The University High School student took the AP calculus exam in May. He’d hoped for a 5, which is the highest composite score a student can get, but did not know how he fared until last week.
So when he was told he earned a perfect score — in other words, receiving every point possible on the difficult college-credit test — it just felt “weird,” he said. “I never thought that it would actually happen.”
Many students earn 5s on the AP tests, but very few do it with perfect scores.
Kroubalkian is one of 11 students around the world this year to have achieved a perfect score on the College Board’s AP Calculus BC exam, which is equivalent to a first-semester college calculus course. He was just a freshman when he took the test, which mostly seniors take.
About 30 percent of UHS seniors complete the AP calculus course by the end of senior year on average, said Leiba Schuneman, the math department chair. In the last 14 years, Schuneman has seen only two freshmen test directly into AP Calculus BC. Kroubalkian, now a sophomore, is one of those two.
“I’ve never seen a perfect score before,” said Barry Callesen, a UHS math teacher and math club sponsor who has taught for more than 30 years. He’s had plenty of brilliant math students in his time, but no one quite like Kroubalkian.
“I don’t think I’ve ever had someone who has the combination that Walker has.”
That combination, he said, is talent and drive.
The sophomore’s talent in math was recognized early on by his teachers and parents. Callesen noticed him when he came to math competitions at UHS as a sixth-grader.
Two years later, when some students on the UHS math team got sick and couldn’t make it to a tournament, Callesen knew who to call to fill the spot: Kroubalkian, who was in eighth grade at the time.
“Then he beat all my kids,” the teacher said.
Now, the sophomore is somewhat of a fixture in the math club, which has more than 90 students, Callesen said. Not only does he win a bunch of trophies, he also helps other students learn. Kroubalkian is also coaching the math club at his old middle school, Sonoran Science Academy.
Kroubalkian’s parents, John and Denise Kroubalkian, say they don’t really force studying on him. He isn’t enrolled in any special math programs or forced to take up more than he wants to.
“It has to be from within,” Denise said. “The passion has to be there.”

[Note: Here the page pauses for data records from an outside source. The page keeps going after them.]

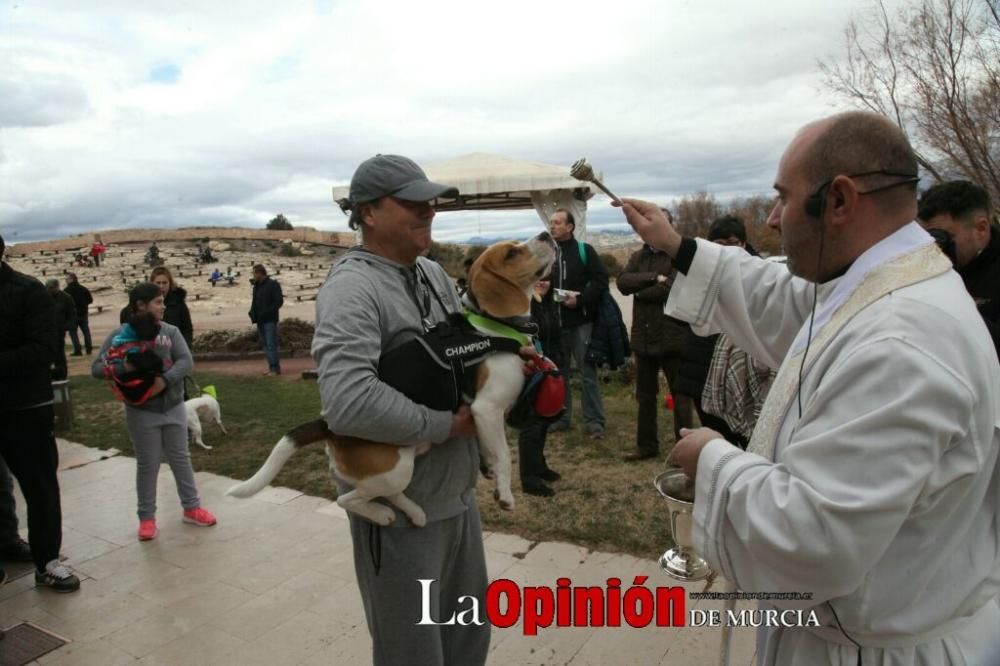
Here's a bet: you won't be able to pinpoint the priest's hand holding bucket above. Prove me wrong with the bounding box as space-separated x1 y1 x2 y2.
670 428 722 479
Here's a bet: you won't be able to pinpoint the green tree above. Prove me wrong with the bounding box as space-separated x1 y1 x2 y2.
267 213 292 231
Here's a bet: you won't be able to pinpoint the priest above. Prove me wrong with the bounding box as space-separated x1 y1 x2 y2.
624 112 1000 666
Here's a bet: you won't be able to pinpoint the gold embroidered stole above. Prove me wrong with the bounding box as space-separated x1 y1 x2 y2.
747 244 951 460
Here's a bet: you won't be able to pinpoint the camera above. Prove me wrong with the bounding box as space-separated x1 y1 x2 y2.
927 229 958 266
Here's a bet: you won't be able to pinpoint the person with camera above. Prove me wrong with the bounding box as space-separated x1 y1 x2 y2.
917 180 1000 354
624 112 1000 666
549 208 608 439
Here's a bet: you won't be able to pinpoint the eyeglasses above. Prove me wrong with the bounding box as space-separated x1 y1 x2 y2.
809 170 920 199
392 197 434 215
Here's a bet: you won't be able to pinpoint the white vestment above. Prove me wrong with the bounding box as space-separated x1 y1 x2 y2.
666 223 1000 666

They merely support him in what he wants to do, such as attending free tutoring sessions at the University of Arizona every Thursday, participating in math club activities at school, which involves morning practices, and using web resources to challenge himself.
“It comes easy to him, so honestly, we’ve never had to give a lot of support,” Denise Kroubalkian said.

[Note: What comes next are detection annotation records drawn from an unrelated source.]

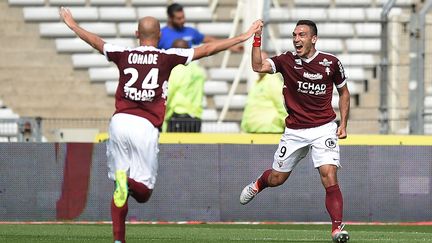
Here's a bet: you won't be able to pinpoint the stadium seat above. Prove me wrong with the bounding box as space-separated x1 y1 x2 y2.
105 81 118 96
48 0 87 6
39 22 117 37
335 0 374 7
0 108 19 119
23 7 99 21
269 38 343 53
197 22 233 38
138 7 167 22
338 54 377 67
184 7 213 22
354 23 381 37
201 109 218 121
8 0 45 6
55 38 136 53
278 23 354 37
328 8 366 22
204 80 229 95
365 8 402 22
294 0 331 7
213 94 247 109
72 53 110 68
99 7 137 22
89 0 126 6
89 67 119 82
175 0 209 7
345 67 367 81
208 68 247 81
131 0 168 6
286 8 329 22
201 122 240 133
346 39 381 53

The sophomore said struggling through a problem is what really helps him learn. He also likes the strategies involved in complex mathematical problem-solving and the feeling he gets when he finally solves something. “He twinkles” when he does that, Callesen said.
He spends about two hours a day, at most, searching for challenging problems or practice tests on artofproblemsolving.com, an educational website that provides resources for various levels of math and programming, he said. He is constantly searching for the next topic to tackle, whether it’s differential equations, programming or cryptography.
It can be frustrating to find ways to challenge himself; after all, the highest level of math offered at UHS is the AP Calculus BC course he’s already conquered. But the teen knows mathematics is a huge and always growing field. He will continue to pursue solving problems.
“I do math because I want to do math,” he said.